Unfortunately, there’s no standardized way to distribute relief funds either to the resident or the property owner. In some instances, they go to the renter, which means that, despite being earmarked for rental payments, payments may fail to reach the landlord. In other instances, the payments are going to the landlord, but with the requirement that rents be reduced by 25 to 35 percent. For larger, multi-regional owners and managers faced with regulations that vary by state and locality, this renders the solution almost unworkable in its confusion. For smaller owners and managers, the potential rent reductions can be financially crippling.
The affordable housing challenge
The National Low-Income Housing Coalition estimates that there’s a national shortage of more than seven million affordable homes for our nation's 11 million-plus extremely low-income families.
Now, over the past year, construction costs, especially for wood materials, have skyrocketed. Most affordable housing is stick-built, adding to the severe national shortage of affordable housing stock. The painful irony comes in the relief economically starved residents would realize through the creation of more affordable housing.

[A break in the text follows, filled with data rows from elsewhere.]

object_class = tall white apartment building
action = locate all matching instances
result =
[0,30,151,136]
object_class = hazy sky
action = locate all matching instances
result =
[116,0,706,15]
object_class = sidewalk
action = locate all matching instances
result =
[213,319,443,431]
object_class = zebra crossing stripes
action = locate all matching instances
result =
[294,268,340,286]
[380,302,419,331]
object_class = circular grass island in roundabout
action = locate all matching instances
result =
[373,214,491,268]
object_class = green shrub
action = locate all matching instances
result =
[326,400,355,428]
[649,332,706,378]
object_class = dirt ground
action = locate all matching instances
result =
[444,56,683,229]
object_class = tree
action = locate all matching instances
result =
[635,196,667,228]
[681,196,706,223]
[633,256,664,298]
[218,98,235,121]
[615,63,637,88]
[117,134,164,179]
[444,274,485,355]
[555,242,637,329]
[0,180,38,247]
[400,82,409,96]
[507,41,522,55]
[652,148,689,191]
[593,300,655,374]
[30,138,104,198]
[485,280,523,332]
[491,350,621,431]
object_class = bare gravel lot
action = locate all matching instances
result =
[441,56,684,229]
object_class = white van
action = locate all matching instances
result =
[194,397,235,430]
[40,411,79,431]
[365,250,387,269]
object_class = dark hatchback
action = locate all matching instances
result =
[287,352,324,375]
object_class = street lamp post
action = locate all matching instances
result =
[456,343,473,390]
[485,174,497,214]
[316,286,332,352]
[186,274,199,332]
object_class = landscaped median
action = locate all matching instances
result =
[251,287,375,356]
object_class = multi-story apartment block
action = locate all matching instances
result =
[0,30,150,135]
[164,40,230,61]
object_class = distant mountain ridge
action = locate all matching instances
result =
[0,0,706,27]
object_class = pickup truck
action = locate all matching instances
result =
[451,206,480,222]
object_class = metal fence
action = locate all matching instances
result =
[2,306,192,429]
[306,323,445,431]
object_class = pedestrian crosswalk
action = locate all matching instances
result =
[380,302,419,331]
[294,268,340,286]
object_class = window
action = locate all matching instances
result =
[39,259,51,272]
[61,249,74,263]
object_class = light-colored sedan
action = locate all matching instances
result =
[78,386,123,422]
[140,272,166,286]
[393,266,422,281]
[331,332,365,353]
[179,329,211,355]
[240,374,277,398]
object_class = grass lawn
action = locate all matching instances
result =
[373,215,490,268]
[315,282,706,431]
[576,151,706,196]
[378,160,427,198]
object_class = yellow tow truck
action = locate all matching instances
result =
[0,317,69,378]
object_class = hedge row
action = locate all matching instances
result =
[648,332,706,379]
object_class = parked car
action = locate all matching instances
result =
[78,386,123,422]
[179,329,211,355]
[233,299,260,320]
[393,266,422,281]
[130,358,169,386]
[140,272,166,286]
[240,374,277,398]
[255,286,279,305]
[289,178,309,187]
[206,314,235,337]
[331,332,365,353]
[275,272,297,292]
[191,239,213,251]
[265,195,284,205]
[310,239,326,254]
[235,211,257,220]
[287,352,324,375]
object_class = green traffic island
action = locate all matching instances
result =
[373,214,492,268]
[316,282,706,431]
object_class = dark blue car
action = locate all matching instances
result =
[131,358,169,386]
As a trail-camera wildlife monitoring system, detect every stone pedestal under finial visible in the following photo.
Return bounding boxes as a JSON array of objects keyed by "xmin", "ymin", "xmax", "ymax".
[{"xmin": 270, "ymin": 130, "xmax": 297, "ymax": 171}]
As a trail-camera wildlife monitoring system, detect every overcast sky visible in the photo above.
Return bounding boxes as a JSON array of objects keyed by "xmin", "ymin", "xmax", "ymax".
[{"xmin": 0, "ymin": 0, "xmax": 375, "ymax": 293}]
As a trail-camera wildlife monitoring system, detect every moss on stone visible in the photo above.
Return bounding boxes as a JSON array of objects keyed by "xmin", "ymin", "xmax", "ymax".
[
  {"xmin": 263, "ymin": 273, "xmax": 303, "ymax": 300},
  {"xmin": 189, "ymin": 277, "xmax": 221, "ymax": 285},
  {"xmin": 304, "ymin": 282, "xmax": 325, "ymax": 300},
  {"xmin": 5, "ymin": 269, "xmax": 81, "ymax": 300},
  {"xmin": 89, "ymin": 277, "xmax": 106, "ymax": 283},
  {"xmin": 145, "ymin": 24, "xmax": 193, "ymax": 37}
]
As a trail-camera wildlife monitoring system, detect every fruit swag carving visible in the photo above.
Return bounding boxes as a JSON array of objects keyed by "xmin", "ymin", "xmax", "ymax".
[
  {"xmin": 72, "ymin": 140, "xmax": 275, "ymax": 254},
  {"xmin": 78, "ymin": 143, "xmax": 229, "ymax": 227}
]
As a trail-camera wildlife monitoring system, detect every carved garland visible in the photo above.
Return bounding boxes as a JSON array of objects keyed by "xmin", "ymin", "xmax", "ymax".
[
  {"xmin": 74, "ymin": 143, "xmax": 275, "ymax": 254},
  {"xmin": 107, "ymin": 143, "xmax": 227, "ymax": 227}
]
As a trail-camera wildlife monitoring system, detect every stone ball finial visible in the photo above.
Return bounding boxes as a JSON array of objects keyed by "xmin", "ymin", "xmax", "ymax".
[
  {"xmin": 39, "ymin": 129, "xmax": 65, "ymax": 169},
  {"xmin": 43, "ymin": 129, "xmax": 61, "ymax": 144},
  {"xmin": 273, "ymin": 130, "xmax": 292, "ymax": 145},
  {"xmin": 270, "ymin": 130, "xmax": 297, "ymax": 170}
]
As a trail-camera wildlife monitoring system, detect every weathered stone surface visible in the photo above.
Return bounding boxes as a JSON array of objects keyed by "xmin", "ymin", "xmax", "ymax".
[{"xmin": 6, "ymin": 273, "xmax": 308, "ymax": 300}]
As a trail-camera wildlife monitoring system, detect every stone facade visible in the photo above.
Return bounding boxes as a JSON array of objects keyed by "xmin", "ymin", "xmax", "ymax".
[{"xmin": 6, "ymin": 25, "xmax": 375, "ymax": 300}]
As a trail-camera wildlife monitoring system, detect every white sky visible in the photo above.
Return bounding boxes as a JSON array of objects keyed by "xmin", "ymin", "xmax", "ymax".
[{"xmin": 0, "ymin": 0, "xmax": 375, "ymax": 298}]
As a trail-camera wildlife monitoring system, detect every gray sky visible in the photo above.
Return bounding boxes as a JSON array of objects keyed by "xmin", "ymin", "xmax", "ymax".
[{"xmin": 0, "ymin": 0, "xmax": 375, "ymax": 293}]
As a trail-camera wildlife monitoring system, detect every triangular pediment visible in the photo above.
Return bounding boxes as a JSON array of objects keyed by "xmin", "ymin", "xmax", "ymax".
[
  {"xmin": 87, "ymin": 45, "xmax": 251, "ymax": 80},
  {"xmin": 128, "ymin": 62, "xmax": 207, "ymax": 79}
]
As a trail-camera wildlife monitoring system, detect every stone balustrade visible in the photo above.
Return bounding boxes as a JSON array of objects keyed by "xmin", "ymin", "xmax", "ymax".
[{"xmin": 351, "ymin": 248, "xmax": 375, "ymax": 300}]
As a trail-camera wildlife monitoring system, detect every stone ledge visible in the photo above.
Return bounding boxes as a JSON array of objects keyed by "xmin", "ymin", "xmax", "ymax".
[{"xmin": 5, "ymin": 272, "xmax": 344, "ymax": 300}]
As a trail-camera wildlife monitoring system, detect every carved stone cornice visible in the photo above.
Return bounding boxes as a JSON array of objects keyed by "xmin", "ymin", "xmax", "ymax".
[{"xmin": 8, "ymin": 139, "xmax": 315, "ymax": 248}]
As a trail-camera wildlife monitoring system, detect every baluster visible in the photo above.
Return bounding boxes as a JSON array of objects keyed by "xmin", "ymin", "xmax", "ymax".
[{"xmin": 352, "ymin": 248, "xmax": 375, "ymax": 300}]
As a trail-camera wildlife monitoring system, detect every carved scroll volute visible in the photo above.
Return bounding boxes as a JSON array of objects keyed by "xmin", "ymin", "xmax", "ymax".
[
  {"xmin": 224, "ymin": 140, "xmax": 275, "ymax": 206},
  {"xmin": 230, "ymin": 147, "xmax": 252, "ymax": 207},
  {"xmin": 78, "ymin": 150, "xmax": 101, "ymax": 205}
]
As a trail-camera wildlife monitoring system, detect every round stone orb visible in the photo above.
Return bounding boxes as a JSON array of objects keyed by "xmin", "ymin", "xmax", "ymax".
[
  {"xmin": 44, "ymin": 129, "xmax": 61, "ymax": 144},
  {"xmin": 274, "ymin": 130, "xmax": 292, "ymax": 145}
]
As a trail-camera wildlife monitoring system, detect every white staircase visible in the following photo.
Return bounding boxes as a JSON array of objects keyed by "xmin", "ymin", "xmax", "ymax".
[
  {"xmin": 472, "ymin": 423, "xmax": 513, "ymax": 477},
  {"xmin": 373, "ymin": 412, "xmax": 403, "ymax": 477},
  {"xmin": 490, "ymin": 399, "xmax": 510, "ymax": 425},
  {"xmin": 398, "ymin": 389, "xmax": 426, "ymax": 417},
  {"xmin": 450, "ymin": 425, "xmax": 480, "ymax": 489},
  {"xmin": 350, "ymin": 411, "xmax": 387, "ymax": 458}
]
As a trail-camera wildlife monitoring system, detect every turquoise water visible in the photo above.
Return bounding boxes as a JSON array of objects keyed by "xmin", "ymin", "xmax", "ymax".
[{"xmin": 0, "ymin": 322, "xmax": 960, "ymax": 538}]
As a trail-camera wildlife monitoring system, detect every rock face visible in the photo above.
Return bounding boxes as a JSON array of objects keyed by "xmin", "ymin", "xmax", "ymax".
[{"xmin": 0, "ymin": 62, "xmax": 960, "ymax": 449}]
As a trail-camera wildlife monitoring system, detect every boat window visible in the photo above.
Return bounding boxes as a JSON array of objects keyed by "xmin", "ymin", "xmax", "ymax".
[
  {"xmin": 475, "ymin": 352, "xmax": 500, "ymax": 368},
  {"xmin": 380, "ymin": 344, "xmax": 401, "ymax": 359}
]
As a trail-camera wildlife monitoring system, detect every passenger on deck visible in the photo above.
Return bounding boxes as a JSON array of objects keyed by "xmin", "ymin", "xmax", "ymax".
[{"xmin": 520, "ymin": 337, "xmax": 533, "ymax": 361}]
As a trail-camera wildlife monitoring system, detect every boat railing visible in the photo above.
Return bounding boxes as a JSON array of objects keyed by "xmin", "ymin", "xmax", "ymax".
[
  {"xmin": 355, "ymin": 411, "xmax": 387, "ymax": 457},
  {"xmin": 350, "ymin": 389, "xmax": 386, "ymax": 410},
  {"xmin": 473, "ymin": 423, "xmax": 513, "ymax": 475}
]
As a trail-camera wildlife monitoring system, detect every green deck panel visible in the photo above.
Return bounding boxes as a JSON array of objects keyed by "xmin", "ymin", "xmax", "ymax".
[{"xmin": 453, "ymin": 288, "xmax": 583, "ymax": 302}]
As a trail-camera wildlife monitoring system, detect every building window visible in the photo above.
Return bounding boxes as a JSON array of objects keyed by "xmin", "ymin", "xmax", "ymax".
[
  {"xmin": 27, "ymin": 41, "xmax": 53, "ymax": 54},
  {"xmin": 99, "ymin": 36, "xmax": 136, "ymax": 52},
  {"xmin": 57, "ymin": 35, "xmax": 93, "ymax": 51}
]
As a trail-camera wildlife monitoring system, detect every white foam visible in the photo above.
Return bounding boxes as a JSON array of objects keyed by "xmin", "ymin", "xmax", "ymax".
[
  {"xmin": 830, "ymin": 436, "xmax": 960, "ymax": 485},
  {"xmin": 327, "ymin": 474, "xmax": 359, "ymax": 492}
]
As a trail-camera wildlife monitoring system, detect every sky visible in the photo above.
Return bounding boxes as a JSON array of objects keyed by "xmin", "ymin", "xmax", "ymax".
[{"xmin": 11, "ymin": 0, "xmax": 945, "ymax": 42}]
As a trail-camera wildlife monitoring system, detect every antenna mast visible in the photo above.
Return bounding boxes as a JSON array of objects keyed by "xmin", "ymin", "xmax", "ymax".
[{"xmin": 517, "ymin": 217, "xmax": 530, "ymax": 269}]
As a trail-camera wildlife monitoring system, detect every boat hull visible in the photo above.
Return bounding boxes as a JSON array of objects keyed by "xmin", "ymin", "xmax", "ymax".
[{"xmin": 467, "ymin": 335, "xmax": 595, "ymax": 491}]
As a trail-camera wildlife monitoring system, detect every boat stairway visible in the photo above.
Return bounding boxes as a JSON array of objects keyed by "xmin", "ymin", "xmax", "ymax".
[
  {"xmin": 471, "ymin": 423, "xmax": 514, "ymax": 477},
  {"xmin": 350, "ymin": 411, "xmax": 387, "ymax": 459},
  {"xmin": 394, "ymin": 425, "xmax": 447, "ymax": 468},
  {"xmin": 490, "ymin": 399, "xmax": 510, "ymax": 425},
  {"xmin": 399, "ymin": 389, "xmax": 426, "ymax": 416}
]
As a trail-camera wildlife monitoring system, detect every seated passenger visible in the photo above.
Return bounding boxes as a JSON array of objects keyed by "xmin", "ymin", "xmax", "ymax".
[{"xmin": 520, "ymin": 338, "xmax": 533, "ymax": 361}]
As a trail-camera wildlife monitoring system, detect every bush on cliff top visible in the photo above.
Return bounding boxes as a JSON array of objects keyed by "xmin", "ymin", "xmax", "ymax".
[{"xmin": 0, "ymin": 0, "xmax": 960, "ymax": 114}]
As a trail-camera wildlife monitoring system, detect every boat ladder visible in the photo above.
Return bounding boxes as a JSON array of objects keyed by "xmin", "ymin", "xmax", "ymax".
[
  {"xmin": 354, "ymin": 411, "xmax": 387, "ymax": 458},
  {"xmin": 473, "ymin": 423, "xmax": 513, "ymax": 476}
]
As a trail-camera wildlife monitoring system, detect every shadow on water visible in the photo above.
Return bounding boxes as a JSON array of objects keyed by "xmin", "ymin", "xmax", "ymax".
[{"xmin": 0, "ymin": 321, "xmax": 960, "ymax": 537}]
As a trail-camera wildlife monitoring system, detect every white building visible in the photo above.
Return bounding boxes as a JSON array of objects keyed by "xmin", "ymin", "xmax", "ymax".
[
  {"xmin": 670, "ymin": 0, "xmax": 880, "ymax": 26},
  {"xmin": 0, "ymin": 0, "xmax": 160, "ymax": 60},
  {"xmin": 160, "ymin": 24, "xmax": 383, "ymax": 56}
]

Of course, whether the property is low-income or market-rate, the relationship between property managers and residents is a solid one and, in at least 90 percent of cases, residents want to pay their rent and property managers want to help their residents. That, however, doesn’t preclude the relatively few bad actors who might attempt to work the system.
The dire plight of residents in their charge is uppermost in the minds of property managers and their approach to the issue is handled with the greatest sensitivity. However, as we’ve stated before in this space, a blanket national eviction moratorium on federally-funded housing helps no one in the housing chain—resident, owner, or building manager. And, just like the distribution of funds, it’s an intensely complex process that changes based on state, county, and the type of funding.
The national ban on evictions has been extended through June 30. That doesn’t mean evictions are impossible. If multiple attempts have been made to help residents and connect them with the appropriate relief sources, and the funding for the affordable unit is private, landlords do have a remedy in the courts. But states like California and New York have levied a complete ban on the process.
It’s our hope that the broad net of eviction protections might be rolled back slowly over the next few months to avoid the inevitable flood of eviction processes come summer. That would clearly be the most equitable approach to the situation, and the fairest for all involved.
But to an even larger point, it’s also our hope that, as the economy continues to grow and jobs nationally open up on a more regular basis, the crises of economic hardship will ease, construction will increase in all housing sectors, and the housing market will regain its footing.
Of course, the affordable housing sector will remain in crisis, a sad continuation of the need we faced prior to 2020, even as other market sectors surged. But this past year of national suffering has brought the issue into the foreground. It’s my hope that more investors and developers will seek greater opportunity in this underserved market, reaping both the financial and moral benefits to be found therein, and all renters of all income levels can realize their right to housing. Indeed, we all need to work together.
Chip Watts is 2021 president of the Institute of Real Estate Management. In addition, he serves as president and executive CPM for Watts Realty Co. Inc., in Birmingham, Ala.